Supposing $p+2 < q$ and $\mu > 0 $, I am trying to show with formal integration that $$\int^{\infty}_{0}\ _pF_q(a_1\dots a_p,b_1\dots b_q;\beta x)e^{-\alpha x}x^{\mu-1}dx $$ $$=\frac{\Gamma(\mu)}{\alpha^\mu}\ _{p+1}F_q \Bigr(a_1\dots a_p \mu,b_1\dots b_q;\frac{\beta}{\alpha}\Bigr). $$
This does seem quite difficult to me but I am only beginning these topics so I would like to learn really. My first idea is to replace the geometric function in the first equation using the relation $$ \ _pF_q(a_1\dots a_p,b_1\dots b_q;\beta x) = \sum^{\infty}_{k=0}\frac{(a_1)_k\dots(a_p)_k}{(b_1)_k\dots(b_q)_k} \frac{(\beta x)^k}{k!}.$$
This then gives us $$\int^{\infty}_{0}\sum^{\infty}_{k=0}\frac{(a_1)_k\dots(a_p)_k}{(b_1)_k\dots(b_q)_k} \frac{(\beta x)^k}{k!}e^{-\alpha x}x^{\mu-1}dx. $$ My next guess would've been to take the summation out of the integral formally and then perhaps try to simplify, however I cannot remove the $(\beta x)^k $ term as this depends on $x$ but ofcourse it also depends on $k$ so I guess this means I cannot take the summation outside. In which case I am a little stumped on what the next step should be...
Any help is greatly appreciated !
In keeping with what is commonly used in the literature on the hypergeometric function, we will use the following notation $(a)_n$ to denote the Pochhammer symbol for the rising factorial.

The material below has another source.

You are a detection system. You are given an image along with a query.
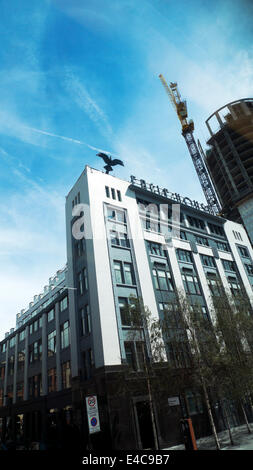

Following your idea of replacing the hypergeometric function $_p F_q (a_1,\ldots,a_p;b_1,\ldots,b_q; \beta x)$ by its Maclaurin series representation of $$_p F_q(a_1,\dots, a_p;b_1,\dots, b_q;\beta x) = \sum^{\infty}_{k=0}\frac{(a_1)_k\cdots(a_p)_k}{(b_1)_k \cdots (b_q)_k} \frac{(\beta x)^k}{k!},$$ substituting this form into the integral, after interchanging the summation with the integral sign, one has $$I = \sum_{k = 0}^\infty \frac{(a_1)_k \cdots (a_p)_k}{(b_1)_k \cdots (b_q)_k} \frac{\beta^k}{k!} \int_0^\infty e^{-\alpha x} x^{k + \mu - 1} \, dx.$$ Enforcing a substitution of $x \mapsto x/\alpha$ in the integral yields \begin{align*} I &= \sum_{k = 0}^\infty \frac{(a_1)_k \cdots (a_p)_k}{(b_1)_k \cdots (b_q)_k} \frac{\beta^k}{k!} \frac{1}{\alpha^{k + \mu}} \int_0^\infty e^{-x} x^{k + \mu - 1} \, dx\\ &= \frac{1}{\alpha^\mu} \sum_{k = 0}^\infty \frac{(a_1)_k \cdots (a_p)_k}{(b_1)_k \cdots (b_q)_k} \left (\frac{\beta}{\alpha} \right )^k \frac{1}{k!} \Gamma (k + \mu). \tag1 \end{align*}
Now from properties for the rising factorial it is known that in terms of Gamma functions it can be expressed as $$(x)_n = \frac{\Gamma (x + n)}{\Gamma (x)}.$$ Thus we can write $$(\mu)_k = \frac{\Gamma (k + \mu)}{\Gamma (\mu)} \quad \text{or} \quad \Gamma (k + \mu) = \Gamma (\mu) (\mu)_k.$$
So we may rewrite (1) as $$I = \frac{\Gamma (\mu)}{\alpha^\mu} \sum_{k = 0}^\infty \frac{(a_1)_k \cdots (a_p)_k (\mu)_k}{(b_1) \cdots (b_q)_k} \left (\frac{\beta}{\alpha} \right )^k \frac{1}{k!},$$ or $$\int^{\infty}_{0}\ _pF_q(a_1,\dots,a_p;b_1,\dots,b_q;\beta x)e^{-\alpha x}x^{\mu-1}dx = \frac{\Gamma (\mu)}{\alpha^\mu} \ _{p + 1}F_q \left (a_1, \ldots, a_p, \mu; b_1, \ldots ,b_q; \frac{\beta}{\alpha} \right ),$$ as required to show.